Note that there must be no white space between your macro name and the parentheses containing the
argument definition. Also, you should enclose the body of the macro in parentheses to avoid possible
ambiguity regarding the translation of the macro. For instance, the following example shows the CUBE macro
defined incorrectly:
#define CUBE (x) x * x * x
You also should be careful with what is passed to a macro. For instance, a very common mistake is to pass
an incremented variable to a macro, as in the following example:
#include <stdio.h>
#define CUBE(x) (x*x*x)
void main(void);
void main(void)
{
int x, y;
x = 5;
y = CUBE(++x);
printf("y is %d\n", y);
}
What will y be equal to? You might be surprised to find out that y is not equal to 125 (the cubed value of
5) and not equal to 336 (6 * 7 * 8), but rather is 512. This is because the variable x is incremented while being
passed as a parameter to the macro. Thus, the expanded CUBE macro in the preceding example actually appears
as follows:
y = ((++x) * (++x) * (++x));
Each time x is referenced, it is incremented, so you wind up with a very different result from what you had
intended. Because x is referenced three times and you are using a prefix increment operator, x is actually 8
when the code is expanded. Thus, you wind up with the cubed value of 8 rather than 5. This common mistake
is one you should take note of because tracking down such bugs in your software can be a very frustrating
experience. I personally have seen this mistake made by people with many years of C programming under
their belts. I recommend that you type the example program and see for yourself how surprising the resulting
value (512) is.
Macros can also utilize special operators such as the stringizing operator (#) and the concatenation operator
(##). The stringizing operator can be used to convert macro parameters to quoted strings, as in the following
example:
#define DEBUG_VALUE(v) printf(#v " is equal to %d.\n", v)

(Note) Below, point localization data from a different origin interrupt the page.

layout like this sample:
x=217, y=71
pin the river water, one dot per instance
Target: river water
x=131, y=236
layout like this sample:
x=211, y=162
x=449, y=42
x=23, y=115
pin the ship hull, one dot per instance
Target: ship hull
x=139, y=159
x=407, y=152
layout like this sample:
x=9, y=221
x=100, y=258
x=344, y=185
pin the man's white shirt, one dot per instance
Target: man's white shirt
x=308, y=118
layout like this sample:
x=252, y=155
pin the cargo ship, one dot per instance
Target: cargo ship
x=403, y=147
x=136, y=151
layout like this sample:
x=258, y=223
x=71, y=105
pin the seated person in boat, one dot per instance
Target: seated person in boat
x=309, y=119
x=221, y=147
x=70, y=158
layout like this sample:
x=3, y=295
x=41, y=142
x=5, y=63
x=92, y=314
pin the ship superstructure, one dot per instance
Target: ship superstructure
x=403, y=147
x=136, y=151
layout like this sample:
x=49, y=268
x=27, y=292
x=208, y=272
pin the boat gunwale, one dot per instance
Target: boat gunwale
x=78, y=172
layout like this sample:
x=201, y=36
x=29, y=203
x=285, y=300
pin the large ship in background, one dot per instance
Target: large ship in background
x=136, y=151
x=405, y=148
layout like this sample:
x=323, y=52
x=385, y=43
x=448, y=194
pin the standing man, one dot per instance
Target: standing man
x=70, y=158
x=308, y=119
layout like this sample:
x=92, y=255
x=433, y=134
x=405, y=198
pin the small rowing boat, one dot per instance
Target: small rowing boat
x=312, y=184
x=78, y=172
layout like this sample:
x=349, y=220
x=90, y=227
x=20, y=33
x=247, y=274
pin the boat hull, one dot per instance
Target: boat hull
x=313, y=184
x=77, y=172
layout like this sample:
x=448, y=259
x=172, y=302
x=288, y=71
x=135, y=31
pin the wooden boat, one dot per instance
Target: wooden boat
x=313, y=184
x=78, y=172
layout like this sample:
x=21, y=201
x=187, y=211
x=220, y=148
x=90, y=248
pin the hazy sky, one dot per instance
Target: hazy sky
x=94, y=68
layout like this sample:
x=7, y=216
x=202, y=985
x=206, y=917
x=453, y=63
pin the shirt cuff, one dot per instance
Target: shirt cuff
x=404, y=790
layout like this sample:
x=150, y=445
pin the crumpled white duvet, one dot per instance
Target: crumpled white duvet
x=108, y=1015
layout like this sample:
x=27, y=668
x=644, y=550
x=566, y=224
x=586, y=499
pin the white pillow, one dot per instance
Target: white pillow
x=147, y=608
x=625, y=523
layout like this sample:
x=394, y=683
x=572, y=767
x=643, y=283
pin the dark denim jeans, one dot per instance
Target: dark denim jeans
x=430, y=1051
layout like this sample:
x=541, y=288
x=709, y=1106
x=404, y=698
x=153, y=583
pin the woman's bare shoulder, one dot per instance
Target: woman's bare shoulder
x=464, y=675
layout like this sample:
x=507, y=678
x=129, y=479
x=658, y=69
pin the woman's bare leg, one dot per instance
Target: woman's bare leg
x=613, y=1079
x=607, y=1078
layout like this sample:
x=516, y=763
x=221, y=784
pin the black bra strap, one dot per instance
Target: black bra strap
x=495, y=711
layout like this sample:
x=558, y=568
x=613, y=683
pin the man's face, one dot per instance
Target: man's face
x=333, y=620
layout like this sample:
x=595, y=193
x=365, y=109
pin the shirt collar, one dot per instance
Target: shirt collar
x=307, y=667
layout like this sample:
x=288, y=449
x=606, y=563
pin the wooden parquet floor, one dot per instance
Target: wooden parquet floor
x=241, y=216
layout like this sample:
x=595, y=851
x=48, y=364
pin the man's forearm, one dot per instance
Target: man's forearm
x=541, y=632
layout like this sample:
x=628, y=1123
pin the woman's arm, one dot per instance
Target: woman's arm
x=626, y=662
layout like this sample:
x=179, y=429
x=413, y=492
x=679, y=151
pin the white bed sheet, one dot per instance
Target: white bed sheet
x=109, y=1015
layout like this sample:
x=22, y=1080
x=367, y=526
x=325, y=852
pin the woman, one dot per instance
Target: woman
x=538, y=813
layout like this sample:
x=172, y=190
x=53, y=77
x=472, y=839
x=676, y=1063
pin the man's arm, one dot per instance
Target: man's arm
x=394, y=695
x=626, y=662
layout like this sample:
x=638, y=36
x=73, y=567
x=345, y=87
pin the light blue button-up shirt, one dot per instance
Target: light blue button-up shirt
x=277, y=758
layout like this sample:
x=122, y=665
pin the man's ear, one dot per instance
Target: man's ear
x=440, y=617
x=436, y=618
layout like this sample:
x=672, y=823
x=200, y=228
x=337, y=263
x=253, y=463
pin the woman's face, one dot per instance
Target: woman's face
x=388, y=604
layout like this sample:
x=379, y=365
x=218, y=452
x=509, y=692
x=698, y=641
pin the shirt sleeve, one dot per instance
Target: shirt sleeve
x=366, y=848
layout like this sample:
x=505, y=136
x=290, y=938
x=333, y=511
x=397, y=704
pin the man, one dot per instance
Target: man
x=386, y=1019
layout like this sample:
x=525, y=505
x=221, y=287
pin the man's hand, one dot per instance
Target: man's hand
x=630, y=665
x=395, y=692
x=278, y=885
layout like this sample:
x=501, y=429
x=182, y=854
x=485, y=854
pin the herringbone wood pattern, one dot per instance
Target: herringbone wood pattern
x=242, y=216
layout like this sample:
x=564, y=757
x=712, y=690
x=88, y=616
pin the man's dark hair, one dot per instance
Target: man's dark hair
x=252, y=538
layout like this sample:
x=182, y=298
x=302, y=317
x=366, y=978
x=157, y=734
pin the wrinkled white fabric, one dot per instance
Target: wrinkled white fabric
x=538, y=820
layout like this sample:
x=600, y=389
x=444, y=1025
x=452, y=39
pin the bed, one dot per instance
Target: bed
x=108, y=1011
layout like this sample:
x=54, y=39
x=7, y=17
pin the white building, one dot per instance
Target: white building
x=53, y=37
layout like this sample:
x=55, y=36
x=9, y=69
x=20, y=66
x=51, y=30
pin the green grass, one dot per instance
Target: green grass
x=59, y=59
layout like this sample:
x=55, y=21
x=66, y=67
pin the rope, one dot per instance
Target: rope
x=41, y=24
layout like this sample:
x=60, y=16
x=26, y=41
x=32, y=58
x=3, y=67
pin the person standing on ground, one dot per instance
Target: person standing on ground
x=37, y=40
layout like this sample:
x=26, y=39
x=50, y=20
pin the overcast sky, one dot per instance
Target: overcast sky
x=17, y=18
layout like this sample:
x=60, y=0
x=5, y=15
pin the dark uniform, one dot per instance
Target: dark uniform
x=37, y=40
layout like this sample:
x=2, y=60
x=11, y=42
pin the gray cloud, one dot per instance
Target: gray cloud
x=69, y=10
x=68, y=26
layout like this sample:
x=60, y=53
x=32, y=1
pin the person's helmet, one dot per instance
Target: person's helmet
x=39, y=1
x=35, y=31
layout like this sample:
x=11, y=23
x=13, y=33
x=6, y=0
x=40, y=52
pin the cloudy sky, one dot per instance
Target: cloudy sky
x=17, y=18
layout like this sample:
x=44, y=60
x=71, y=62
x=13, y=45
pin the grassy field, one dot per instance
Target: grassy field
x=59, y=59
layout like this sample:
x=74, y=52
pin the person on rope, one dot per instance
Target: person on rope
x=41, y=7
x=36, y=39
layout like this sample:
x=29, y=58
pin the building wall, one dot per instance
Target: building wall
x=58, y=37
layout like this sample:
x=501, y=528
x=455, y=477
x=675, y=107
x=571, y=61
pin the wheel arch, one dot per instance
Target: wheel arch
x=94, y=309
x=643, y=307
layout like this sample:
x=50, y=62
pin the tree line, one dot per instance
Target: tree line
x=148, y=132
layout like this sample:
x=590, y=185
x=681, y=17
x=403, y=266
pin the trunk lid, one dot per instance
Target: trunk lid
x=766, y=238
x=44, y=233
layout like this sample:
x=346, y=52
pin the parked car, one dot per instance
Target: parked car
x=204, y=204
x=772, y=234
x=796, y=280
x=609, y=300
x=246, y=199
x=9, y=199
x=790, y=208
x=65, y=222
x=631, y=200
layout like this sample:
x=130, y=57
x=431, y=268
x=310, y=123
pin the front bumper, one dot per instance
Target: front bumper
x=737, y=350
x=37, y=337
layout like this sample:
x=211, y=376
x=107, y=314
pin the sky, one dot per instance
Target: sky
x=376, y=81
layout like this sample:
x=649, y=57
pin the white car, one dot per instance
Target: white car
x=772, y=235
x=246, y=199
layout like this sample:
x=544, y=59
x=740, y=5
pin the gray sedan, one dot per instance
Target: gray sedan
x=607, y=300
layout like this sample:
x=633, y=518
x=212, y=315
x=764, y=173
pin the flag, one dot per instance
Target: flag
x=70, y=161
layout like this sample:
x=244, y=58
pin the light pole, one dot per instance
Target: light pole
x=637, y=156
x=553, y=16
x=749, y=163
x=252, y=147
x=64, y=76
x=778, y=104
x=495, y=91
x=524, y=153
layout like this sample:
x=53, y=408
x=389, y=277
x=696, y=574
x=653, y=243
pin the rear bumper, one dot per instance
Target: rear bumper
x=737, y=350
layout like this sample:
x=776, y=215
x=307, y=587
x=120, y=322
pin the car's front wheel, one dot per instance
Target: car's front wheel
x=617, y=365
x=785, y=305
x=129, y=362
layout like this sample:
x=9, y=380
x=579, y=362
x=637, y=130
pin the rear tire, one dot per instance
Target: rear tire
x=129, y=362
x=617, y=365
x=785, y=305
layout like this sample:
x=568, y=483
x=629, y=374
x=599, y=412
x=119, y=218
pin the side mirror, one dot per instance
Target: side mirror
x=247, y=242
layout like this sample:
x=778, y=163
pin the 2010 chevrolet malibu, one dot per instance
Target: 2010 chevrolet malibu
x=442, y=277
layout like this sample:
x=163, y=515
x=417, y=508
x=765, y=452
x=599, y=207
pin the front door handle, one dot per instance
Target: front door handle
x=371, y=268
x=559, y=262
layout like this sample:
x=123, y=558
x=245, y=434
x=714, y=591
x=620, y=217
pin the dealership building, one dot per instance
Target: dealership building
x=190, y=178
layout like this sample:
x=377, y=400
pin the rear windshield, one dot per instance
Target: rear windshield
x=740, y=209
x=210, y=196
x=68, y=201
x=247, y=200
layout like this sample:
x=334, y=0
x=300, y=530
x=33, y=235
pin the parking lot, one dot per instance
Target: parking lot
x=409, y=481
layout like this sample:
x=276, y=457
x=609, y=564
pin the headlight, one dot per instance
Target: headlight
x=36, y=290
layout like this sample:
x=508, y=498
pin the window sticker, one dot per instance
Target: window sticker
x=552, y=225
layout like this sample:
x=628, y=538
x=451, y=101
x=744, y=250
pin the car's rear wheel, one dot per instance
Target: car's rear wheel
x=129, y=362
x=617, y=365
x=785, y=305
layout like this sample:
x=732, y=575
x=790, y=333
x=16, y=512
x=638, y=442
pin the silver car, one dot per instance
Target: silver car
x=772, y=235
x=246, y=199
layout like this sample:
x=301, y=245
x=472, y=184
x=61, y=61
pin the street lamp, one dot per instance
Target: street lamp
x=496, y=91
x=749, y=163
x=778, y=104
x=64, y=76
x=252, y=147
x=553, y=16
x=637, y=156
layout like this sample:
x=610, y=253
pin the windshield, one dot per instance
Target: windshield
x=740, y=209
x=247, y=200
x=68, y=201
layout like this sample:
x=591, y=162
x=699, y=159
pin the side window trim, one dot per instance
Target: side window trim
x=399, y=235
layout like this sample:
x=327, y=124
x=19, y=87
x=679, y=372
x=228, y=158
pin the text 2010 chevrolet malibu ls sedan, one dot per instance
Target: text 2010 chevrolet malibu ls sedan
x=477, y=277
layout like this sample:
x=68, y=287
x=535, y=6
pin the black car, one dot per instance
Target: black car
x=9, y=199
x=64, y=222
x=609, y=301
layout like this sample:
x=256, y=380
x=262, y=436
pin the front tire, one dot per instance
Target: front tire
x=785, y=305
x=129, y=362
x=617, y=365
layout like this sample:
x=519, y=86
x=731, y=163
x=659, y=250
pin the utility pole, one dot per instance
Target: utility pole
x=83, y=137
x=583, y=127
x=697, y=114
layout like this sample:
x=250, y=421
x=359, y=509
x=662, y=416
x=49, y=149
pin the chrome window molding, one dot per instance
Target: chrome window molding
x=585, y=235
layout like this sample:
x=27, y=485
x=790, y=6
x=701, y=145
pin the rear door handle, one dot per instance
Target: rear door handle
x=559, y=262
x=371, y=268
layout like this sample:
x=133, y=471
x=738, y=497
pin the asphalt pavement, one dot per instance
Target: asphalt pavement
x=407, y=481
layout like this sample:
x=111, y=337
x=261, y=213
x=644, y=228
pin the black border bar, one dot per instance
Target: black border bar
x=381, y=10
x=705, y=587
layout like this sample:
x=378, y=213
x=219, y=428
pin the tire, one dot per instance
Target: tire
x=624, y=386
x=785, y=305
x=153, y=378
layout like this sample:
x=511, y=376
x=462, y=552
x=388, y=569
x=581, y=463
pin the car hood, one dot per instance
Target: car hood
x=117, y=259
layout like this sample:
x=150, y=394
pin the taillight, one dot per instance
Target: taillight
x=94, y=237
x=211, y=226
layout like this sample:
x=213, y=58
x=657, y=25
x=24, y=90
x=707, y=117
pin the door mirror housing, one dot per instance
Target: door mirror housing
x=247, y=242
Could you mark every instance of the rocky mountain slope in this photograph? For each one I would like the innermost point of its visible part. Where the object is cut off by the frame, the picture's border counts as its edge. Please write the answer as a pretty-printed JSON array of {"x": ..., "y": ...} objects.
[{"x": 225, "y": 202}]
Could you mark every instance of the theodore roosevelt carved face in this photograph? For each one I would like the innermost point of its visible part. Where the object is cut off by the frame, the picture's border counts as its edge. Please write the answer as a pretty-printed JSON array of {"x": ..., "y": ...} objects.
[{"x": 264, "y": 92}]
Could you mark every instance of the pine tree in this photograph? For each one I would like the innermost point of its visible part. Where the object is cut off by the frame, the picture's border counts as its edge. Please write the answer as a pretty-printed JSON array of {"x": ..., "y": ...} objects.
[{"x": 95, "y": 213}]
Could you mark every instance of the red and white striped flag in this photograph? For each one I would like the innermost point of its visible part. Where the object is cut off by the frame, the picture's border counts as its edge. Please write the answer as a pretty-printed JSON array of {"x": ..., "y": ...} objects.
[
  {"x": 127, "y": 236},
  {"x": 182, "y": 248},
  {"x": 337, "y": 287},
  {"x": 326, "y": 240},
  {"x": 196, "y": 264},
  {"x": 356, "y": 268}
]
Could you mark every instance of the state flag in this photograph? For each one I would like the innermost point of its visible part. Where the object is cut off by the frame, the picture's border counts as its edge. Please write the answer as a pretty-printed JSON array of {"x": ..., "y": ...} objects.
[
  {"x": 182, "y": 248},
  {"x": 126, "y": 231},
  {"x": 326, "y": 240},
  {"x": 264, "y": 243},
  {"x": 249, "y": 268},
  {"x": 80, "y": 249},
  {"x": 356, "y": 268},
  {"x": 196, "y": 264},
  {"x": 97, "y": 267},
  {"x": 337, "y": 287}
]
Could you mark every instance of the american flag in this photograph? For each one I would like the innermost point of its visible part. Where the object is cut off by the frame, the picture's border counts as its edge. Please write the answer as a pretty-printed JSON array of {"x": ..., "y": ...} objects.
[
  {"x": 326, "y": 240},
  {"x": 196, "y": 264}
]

In your program, you can check the value of a variable by invoking the DEBUG_VALUE macro:
...
int x = 20;
DEBUG_VALUE(x);
...
The preceding code prints "x is equal to 20." on-screen. This example shows that the stringizing operator
used with macros can be a very handy debugging tool.
The concatenation operator (##) is used to concatenate (combine) two separate strings into one single string.